Is it Back to the Future for the DOL’s Fiduciary Rule?

By Ted Godbout • June 15, 2018 • 0 Comments
While June 13 was widely cited as the last day the Department of Labor (DOL) could appeal to the U.S. Supreme Court the 5th Circuit’s ruling vacating the fiduciary rule, that day has now come – and gone.

So now the prevailing wisdom is that the DOL fiduciary rule, as it largely existed, is now dead and the old five-part test from 1975 comes back to life, which could be problematic for firms already operating under the new rule which had been in place for nearly a year.

It doesn’t come as a surprise that the DOL did not seek a review by the high court. AARP and three states had attempted in separate motions to intervene in the litigation, citing the DOL’s lack of action to appeal the case, but those efforts were soundly rejected.

In the wake of that decision by the Fifth Circuit, the DOL on May 7 issued Field Assistance Bulletin 2018-02 announcing that it was extending until further notice its temporary enforcement policy relating to its rule defining who is a fiduciary and the associated prohibited transaction exemptions. At the time, the DOL explained that, based on questions regarding fiduciary obligations in the aftermath of the March 15 ruling by the 5th Circuit, it had concluded that financial institutions should be permitted to continue relying on its temporary enforcement policy, pending the issuance of additional guidance.

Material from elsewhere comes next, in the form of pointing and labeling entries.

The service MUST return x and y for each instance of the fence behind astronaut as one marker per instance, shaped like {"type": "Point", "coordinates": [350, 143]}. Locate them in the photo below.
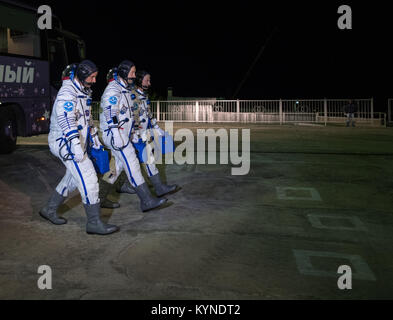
{"type": "Point", "coordinates": [323, 111]}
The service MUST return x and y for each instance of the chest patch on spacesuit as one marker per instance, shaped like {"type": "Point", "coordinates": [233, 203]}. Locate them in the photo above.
{"type": "Point", "coordinates": [78, 115]}
{"type": "Point", "coordinates": [135, 107]}
{"type": "Point", "coordinates": [123, 110]}
{"type": "Point", "coordinates": [113, 100]}
{"type": "Point", "coordinates": [68, 106]}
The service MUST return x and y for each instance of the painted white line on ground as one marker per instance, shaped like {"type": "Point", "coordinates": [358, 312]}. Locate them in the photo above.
{"type": "Point", "coordinates": [303, 260]}
{"type": "Point", "coordinates": [316, 222]}
{"type": "Point", "coordinates": [282, 194]}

The FAB advised that investment advice fiduciaries may rely on other available exemptions to the extent applicable after the 5th Circuit’s decision, such that the DOL “will not treat an adviser’s failure to rely upon such other exemptions as resulting in a violation of the prohibited transaction rules if the adviser meets the terms of this enforcement policy.”

At that time, the DOL also noted that it was evaluating the need for other temporary or permanent prohibited transaction relief for investment advice fiduciaries, including possible prospective and retroactive prohibited transaction relief.

While the 5th Circuit’s decision has the effect of eliminating the requirements of the fiduciary rule, it also does away with the BIC exemption, which provided a means for advisors to provide advice as an ERISA fiduciary and still receive commissions, also known as “conflicted” advice, in that it varies based on the advisor’s recommendation.

Meanwhile, the 5th Circuit still has not issued its “mandate” vacating the rule, which apparently was supposed to be done last month. To that end, the victorious plaintiffs in the 5th Circuit case recently asked the court to put the rule out of its collective “misery.” In a letter to the 5th Circuit, counsel for the plaintiffs noted that that court’s March 15 ruling vacating the fiduciary rule contained a docket entry noting that the mandate issue date would be May 7, 2018.

As if things weren’t interesting enough, about a month after the 5th Circuit’s decision, the Securities and Exchange Commission published its much-anticipated proposal to create a new fiduciary standard for advisors. Comments on the Regulation Best Interest, Form CRS Relationship Summary and the proposed interpretation regarding standards of conduct for investment advisers are requested by August 7.

The SEC Investor Advisory Committee was scheduled to hold a meeting in Atlanta June 14 to review the agency’s proposals.